Each set of tests uses the same cutting parameters until the maximum flank wear of the cutting tool reaches 0.4 mm. Face milling cutters have six inserts. At the end of each set of milling tests, wear images of six inserts are acquired, and six sets of complete tool wear life cycle data are obtained. Both coated tools are used in this way. Experimental environment for milling and tool wear detection is shown in
Figure 1. In the process of collecting the tool wear images, the trigger mode is a soft trigger, the exposure time is 10 ms, and the exposure mode is timed. If the spindle speed is 2 r/min, the time interval for saving the pictures is 250 ms, and the number of saved pictures is 120; if the spindle speed is 4 r/min, the time interval for saving the pictures is 150 ms, the number of saved pictures is 100, which guarantees a complete acquisition of the wear image of each cutting edge. The process of matching the camera frame rate with the machine spindle speed is shown in
Figure 2. The matching between the rotational speed and the acquisition frame rate is studied, and the maximum speed of 4 r/min is obtained according to 30 fps of the industrial camera. If the spindle speed is increased, the acquired tool wear image will have different degrees of distortion. Improving the frame rate of the camera can increase the spindle speed to improve detection efficiency.
5. Conclusions
In this paper, an automatic recognition model of tool wear types based on CNN is proposed by using Caffe deep learning framework. The model considers the characteristics of the actual processing environment and tool wear images in milling of superalloy. The tool wear images obtained through the milling experiments of Nickel-based superalloy Inconel 718 are used as the datasets to train and test the ToolWearnet network model. The results show that the model has a robust feature extraction ability. The recognition precision rate of different wear types of high-temperature alloy tools is in the range of 95.41~97.27%, and the average recognition precision rate is 96.20%. It has the advantages of high recognition precision rate and robustness.

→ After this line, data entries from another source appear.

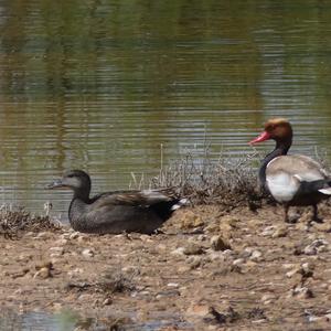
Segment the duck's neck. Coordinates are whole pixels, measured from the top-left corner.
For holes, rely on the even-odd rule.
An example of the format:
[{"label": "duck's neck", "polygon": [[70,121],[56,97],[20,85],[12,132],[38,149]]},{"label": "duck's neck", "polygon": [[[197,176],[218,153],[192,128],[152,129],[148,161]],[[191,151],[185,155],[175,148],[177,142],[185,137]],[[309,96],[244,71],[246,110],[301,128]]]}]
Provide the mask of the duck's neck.
[{"label": "duck's neck", "polygon": [[263,188],[266,188],[266,169],[268,163],[277,157],[286,156],[289,148],[291,147],[291,137],[287,140],[276,141],[275,149],[264,158],[258,172],[258,179]]},{"label": "duck's neck", "polygon": [[79,218],[82,213],[86,211],[88,204],[90,203],[89,189],[87,189],[88,188],[74,191],[74,196],[68,210],[68,217],[71,223]]}]

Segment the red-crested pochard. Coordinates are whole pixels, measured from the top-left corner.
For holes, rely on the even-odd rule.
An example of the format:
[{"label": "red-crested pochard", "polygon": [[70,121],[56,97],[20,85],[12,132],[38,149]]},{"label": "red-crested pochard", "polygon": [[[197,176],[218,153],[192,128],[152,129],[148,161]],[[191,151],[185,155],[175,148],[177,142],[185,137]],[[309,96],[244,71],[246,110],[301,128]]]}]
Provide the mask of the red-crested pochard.
[{"label": "red-crested pochard", "polygon": [[284,118],[273,118],[265,124],[265,131],[249,143],[268,139],[276,148],[263,160],[258,177],[260,184],[285,206],[285,222],[289,222],[291,205],[311,205],[312,221],[318,217],[318,203],[331,195],[329,173],[317,161],[301,154],[287,156],[292,143],[292,128]]}]

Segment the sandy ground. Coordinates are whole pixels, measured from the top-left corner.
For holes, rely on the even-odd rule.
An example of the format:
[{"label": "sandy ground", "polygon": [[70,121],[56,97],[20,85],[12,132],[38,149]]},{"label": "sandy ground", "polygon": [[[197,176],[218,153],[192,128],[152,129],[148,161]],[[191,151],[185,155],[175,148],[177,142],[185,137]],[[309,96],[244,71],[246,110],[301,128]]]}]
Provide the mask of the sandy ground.
[{"label": "sandy ground", "polygon": [[[0,307],[71,310],[76,330],[331,330],[331,207],[179,210],[162,234],[0,237]],[[93,322],[90,322],[93,321]]]}]

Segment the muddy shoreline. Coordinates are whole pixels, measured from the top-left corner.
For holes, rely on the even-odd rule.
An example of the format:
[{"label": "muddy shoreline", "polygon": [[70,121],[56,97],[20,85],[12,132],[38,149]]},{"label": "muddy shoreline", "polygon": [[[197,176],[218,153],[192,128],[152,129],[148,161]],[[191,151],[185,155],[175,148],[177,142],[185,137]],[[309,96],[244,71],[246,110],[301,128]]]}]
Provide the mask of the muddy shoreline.
[{"label": "muddy shoreline", "polygon": [[320,210],[312,226],[309,209],[285,224],[279,206],[204,205],[151,236],[1,236],[1,311],[70,310],[108,330],[330,330],[331,207]]}]

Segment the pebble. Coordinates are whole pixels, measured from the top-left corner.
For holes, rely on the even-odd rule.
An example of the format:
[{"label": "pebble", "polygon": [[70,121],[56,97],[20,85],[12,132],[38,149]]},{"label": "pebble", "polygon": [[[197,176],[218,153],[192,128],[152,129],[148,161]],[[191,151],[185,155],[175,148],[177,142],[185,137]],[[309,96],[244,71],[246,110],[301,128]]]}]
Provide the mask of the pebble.
[{"label": "pebble", "polygon": [[161,298],[168,298],[168,297],[178,297],[180,296],[180,292],[178,290],[169,290],[169,291],[161,291],[159,292],[156,298],[161,299]]},{"label": "pebble", "polygon": [[235,259],[232,264],[234,265],[234,266],[241,266],[241,265],[243,265],[244,264],[244,258],[237,258],[237,259]]},{"label": "pebble", "polygon": [[171,250],[171,254],[173,254],[173,255],[184,255],[184,250],[185,250],[184,247],[178,247],[178,248]]},{"label": "pebble", "polygon": [[286,277],[292,278],[295,275],[300,274],[300,267],[295,267],[293,269],[286,273]]},{"label": "pebble", "polygon": [[300,298],[300,299],[313,298],[313,293],[312,293],[311,289],[309,289],[308,287],[302,287],[300,285],[298,285],[293,289],[291,289],[291,296]]},{"label": "pebble", "polygon": [[259,250],[253,250],[249,259],[254,261],[260,261],[263,260],[263,254]]},{"label": "pebble", "polygon": [[328,245],[329,243],[324,239],[316,239],[303,248],[303,253],[306,255],[317,255],[318,253],[327,252]]},{"label": "pebble", "polygon": [[220,235],[212,236],[211,238],[211,247],[214,250],[226,250],[231,249],[229,244],[222,238]]},{"label": "pebble", "polygon": [[89,249],[89,248],[85,248],[82,252],[82,255],[85,256],[85,257],[94,257],[95,253],[92,249]]},{"label": "pebble", "polygon": [[271,235],[271,238],[286,237],[288,234],[288,228],[286,226],[278,227]]},{"label": "pebble", "polygon": [[264,305],[269,305],[275,300],[275,295],[266,293],[260,298]]},{"label": "pebble", "polygon": [[60,246],[51,247],[49,250],[51,252],[51,256],[52,257],[54,257],[54,256],[61,256],[61,255],[64,254],[64,248],[60,247]]},{"label": "pebble", "polygon": [[34,274],[33,278],[46,279],[46,278],[50,278],[51,276],[52,275],[51,275],[50,268],[43,267]]},{"label": "pebble", "polygon": [[190,243],[186,247],[184,247],[183,254],[185,255],[201,255],[204,253],[204,249],[202,246]]},{"label": "pebble", "polygon": [[189,316],[195,316],[195,317],[205,317],[210,313],[210,306],[207,305],[191,305],[188,310],[186,313]]},{"label": "pebble", "polygon": [[188,264],[190,264],[191,269],[196,269],[202,264],[202,258],[200,256],[190,256],[188,258]]},{"label": "pebble", "polygon": [[270,226],[267,226],[261,233],[260,235],[261,236],[271,236],[275,232],[275,226],[274,225],[270,225]]},{"label": "pebble", "polygon": [[67,244],[67,239],[58,239],[58,241],[56,241],[54,244],[55,245],[58,245],[58,246],[64,246],[64,245],[66,245]]},{"label": "pebble", "polygon": [[74,232],[72,234],[68,234],[68,238],[72,239],[77,239],[81,236],[79,232]]},{"label": "pebble", "polygon": [[107,299],[105,299],[104,302],[103,302],[104,306],[109,306],[109,305],[111,305],[111,303],[113,303],[111,298],[107,298]]},{"label": "pebble", "polygon": [[177,284],[177,282],[168,282],[167,286],[168,287],[179,287],[179,284]]}]

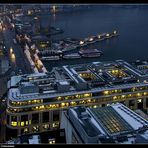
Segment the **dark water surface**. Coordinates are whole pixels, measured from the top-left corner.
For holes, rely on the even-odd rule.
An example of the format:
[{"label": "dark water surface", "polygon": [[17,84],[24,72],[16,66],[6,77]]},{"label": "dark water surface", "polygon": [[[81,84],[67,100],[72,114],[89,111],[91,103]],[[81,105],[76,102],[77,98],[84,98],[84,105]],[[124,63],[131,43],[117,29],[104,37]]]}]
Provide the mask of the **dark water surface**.
[{"label": "dark water surface", "polygon": [[48,70],[53,66],[90,61],[148,60],[148,6],[98,5],[85,11],[46,15],[42,20],[64,30],[62,35],[57,35],[53,39],[85,38],[113,30],[120,34],[91,46],[102,50],[102,57],[44,62]]}]

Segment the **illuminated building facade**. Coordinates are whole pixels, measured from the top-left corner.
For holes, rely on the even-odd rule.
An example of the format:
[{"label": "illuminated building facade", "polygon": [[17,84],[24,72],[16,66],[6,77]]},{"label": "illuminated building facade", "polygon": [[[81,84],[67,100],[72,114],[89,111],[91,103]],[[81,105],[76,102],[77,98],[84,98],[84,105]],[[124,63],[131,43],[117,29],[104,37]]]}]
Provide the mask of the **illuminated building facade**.
[{"label": "illuminated building facade", "polygon": [[147,110],[145,78],[123,60],[13,76],[8,82],[6,137],[58,129],[61,111],[74,106],[104,107],[120,102],[131,109]]}]

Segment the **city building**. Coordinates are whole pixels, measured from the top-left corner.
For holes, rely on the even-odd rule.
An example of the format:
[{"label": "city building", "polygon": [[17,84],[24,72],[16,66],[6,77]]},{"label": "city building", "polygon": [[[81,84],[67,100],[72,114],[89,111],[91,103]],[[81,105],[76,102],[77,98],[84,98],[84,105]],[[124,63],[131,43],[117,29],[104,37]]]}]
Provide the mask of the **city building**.
[{"label": "city building", "polygon": [[48,73],[11,77],[4,115],[6,140],[58,129],[61,111],[74,106],[120,102],[131,109],[148,109],[148,83],[123,60],[55,67]]},{"label": "city building", "polygon": [[67,143],[148,143],[148,121],[121,103],[74,107],[62,114]]},{"label": "city building", "polygon": [[36,134],[21,135],[9,140],[7,144],[66,144],[65,130],[41,132]]}]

Furthermore, an ATWVD method is improved based on ToolWearnet network model, the value of tool wear obtained by this method is compared with the wear value detected by a high precision digital optical microscope. The error rate of this method is in the range of 1.48~7.39%, and the mean absolute percentage error is 4.76%, which proves the reliability of the method. Although the recognition precision rate of the network model is slightly lower than that of the VGGNet-16 network model, the training time and recognition time are shorter, and the network parameters are less. It can be applied to the application scenario that identifies tool wear types accurately and slightly faster with lower hardware consumption.
Practicality, the process is suitable for intermittent detection of the tool, such as collecting tool information while the tool is in the tool magazine or the tool change gap. It can automatically and effectively obtain the tool wear types and wear value, which can be used to provide data for the future tool life prediction, tool selection, and tool design. The proposed tool wear identification method can also be extended to other machining processes, such as drilling and turning. Meanwhile, future work will consider more extensive experimental data with different cutting tools, as well as extend the applications to predict tool life, optimizing the machining parameters with the method.